The terms of an agreement will depend on the circumstances of each case, but they could involve the organisation paying a fine, paying compensation to victims, paying prosecution costs, making a donation to charity, handing over a portion of profits or perhaps its cooperation in prosecuting an individual or individuals, whose involvement has been deemed to cross the criminal threshold.

When might a DPA be signed?

Standing up and admitting possible criminal activity is a big decision for any organisation but it may well be seen as the lessor of two evils, if it avoids a criminal prosecution. 

The terms of the DPA will be published, along with the Royal Court’s reasons for giving it, so an organisation will not remain anonymous. 

There is also a risk that the Court will not endorse the DPA and the submitted material could form the basis of a standard criminal prosecution. An organisation may also be deemed to have broken the terms of its agreement; in that case, self-reporting would be seen as an admission of wrong-doing.

But there are clear advantages to signing a DPA.

These include: 

  • Because a DPA is designed to help an organisation get back on track after it has come clean over a criminal misdemeanour, it is likely to be given more sympathy and credit by the public than if it had been found guilty of a criminal offence by a court.
  • The financial penalties set out in a DPA are likely to be less than a fine imposed by a sentencing court. The level can be negotiated as part of the agreement process.
  • The costs of a DPA process are likely to be a lot lower that the expense of defending a traditional prosecution.

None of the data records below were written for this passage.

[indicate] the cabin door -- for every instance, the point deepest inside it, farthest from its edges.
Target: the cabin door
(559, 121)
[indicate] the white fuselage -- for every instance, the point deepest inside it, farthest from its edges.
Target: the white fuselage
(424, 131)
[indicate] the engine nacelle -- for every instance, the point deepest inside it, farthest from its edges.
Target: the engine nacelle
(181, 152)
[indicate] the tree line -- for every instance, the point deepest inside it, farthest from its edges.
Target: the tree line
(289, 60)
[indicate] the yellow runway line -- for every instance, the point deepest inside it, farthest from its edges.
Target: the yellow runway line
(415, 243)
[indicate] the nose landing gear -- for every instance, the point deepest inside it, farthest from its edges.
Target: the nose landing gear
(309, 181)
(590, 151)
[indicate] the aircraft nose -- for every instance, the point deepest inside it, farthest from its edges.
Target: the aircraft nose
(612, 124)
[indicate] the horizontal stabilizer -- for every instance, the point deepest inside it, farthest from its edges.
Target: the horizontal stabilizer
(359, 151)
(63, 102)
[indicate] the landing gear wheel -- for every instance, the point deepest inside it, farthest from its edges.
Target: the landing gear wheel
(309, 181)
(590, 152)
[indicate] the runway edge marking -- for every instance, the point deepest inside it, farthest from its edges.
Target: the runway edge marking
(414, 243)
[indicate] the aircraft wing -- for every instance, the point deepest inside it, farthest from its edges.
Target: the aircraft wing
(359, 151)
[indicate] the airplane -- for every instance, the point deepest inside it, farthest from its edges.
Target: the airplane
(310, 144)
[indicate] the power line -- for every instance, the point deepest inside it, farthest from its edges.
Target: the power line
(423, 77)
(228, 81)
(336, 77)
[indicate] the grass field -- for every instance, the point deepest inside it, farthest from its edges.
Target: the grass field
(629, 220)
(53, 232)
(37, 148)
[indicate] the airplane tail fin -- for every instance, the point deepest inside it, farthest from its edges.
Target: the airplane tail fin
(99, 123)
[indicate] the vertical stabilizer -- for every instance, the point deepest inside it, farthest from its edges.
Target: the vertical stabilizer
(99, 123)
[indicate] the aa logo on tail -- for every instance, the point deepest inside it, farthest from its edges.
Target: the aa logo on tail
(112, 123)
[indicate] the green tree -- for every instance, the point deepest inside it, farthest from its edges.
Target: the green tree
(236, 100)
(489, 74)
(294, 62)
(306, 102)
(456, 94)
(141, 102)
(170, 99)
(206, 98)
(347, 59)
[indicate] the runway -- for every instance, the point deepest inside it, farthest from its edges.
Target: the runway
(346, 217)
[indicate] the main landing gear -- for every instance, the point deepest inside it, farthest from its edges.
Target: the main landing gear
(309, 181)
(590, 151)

The impact on Jersey’s reputation

The proposition going through the Assembly makes it clear that the introduction of DPAs will put the island’s finance industry in more of a favourable light in the eyes of international inspectors, who are due to evaluate it next year.

One of the requirements of the ‘Financial Action Task Force’ is that jurisdictions must demonstrate that money laundering offences and activities are investigated, and offenders are prosecuted and subject to “effective, proportionate, and dissuasive” penalties.

DPAs are deemed to fit the bill because they provide an alternative mechanism to hold legal entities to account for situations where that might not be possible otherwise. 

The challenges of attributing criminal liability to legal entities are not unique to Jersey and that is why the UK has introduced DPAs almost ten years ago and Guernsey is planning to do the same next year.